Breaking prod at gloops
This incident is memorable because it was the very first one I caused, in my very first engineering role as an intern at a Japanese games company called gloops. In fact, it happened not once, but twice! And knocked down the game during its busiest time of day when the company made the most money, resulting in a loss of tens of thousands of dollars.
The game was basically an server-side rendered web application with some of the flashier UI built in Flash. It featured a bulletin board where team members could communicate with each other to coordinate during battle events.
As a young and energetic intern, I thought it was lame that the users had to refresh the entire page to see new posts on the bulletin board.
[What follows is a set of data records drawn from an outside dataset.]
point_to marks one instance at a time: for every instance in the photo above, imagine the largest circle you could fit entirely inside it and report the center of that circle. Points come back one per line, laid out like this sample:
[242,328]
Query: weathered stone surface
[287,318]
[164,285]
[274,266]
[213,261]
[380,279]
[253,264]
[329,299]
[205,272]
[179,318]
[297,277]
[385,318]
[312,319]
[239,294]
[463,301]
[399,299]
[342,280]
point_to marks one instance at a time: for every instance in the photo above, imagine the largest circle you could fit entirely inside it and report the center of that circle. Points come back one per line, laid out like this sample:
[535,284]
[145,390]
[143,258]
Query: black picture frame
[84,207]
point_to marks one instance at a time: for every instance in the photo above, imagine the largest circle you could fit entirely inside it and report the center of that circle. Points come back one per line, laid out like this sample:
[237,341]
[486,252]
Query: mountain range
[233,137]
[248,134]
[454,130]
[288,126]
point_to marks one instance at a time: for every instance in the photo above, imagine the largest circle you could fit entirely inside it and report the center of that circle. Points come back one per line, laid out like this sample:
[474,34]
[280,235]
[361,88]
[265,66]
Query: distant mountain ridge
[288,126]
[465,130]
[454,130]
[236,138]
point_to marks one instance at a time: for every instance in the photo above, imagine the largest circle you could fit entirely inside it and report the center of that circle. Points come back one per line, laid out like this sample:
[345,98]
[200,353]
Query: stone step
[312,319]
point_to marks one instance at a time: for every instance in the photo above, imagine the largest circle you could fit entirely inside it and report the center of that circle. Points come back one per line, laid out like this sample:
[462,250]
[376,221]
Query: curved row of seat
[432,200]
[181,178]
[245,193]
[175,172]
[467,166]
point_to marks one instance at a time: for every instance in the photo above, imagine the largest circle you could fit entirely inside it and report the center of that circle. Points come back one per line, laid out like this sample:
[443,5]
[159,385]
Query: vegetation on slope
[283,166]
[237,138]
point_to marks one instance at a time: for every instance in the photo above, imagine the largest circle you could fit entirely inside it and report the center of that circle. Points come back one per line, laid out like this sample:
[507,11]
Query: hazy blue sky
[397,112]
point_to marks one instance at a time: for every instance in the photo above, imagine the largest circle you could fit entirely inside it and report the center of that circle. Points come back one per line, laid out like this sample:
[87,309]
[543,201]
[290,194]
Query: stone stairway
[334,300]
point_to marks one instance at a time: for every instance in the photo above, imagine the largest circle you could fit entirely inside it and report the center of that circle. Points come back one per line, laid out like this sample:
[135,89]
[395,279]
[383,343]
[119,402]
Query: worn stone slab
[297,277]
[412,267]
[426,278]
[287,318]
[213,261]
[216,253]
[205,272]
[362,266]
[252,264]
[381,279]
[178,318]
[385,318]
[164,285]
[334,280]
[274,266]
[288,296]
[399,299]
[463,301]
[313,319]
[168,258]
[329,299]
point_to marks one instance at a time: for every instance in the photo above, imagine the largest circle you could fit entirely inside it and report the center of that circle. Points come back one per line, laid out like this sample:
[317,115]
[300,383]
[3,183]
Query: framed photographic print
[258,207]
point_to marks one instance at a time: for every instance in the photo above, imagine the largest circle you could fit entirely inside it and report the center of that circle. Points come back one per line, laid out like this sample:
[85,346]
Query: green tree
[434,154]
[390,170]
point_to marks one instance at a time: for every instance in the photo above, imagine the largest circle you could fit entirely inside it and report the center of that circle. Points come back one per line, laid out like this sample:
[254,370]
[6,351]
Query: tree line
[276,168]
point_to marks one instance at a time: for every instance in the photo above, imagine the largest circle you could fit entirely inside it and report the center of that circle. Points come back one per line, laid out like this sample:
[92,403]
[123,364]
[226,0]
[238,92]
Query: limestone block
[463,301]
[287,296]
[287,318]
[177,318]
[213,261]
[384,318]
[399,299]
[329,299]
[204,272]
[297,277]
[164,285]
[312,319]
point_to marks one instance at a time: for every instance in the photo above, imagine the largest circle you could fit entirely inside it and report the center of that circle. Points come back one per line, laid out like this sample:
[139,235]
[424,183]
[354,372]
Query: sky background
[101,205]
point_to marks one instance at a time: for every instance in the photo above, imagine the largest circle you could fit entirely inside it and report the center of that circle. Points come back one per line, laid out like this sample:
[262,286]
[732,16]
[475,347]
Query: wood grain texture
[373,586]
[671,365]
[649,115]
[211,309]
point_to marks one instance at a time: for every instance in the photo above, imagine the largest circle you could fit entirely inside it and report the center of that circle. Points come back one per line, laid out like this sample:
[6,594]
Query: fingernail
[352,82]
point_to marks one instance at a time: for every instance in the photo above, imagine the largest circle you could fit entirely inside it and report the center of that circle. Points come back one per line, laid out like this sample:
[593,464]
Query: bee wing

Wouldn’t it be cool if the bulletin board updated in realtime? AJAX was all the rage in 2012, why not just poll the server for new messages? Of course, I never seriously considered the question of why not and sprung to action.
The result? When the battle event started, servers were almost instantly overloaded and nobody was able to play the game! And I did this, not only once, but twice, thinking for sure that Redis would save the feature. Needless to say, we did not try a third time.
Looking back
It was a combination of a hungry but in-experienced intern (me), and a team that was okay with load-testing on prod that allowed this to happen. Was there a possible implementation that would not have broken the game? Maybe, but I did not have the skill or experience to find out.
This article is not intended to say anything about technical design choices. I have successfully used polling for receiving asynchronous, realtime notifications in other projects, and I would argue that it’s much easier to maintain eventually consistent state with polling because you are forced to think about that problem, rather than throwing everything at a WebSocket and hoping for the best.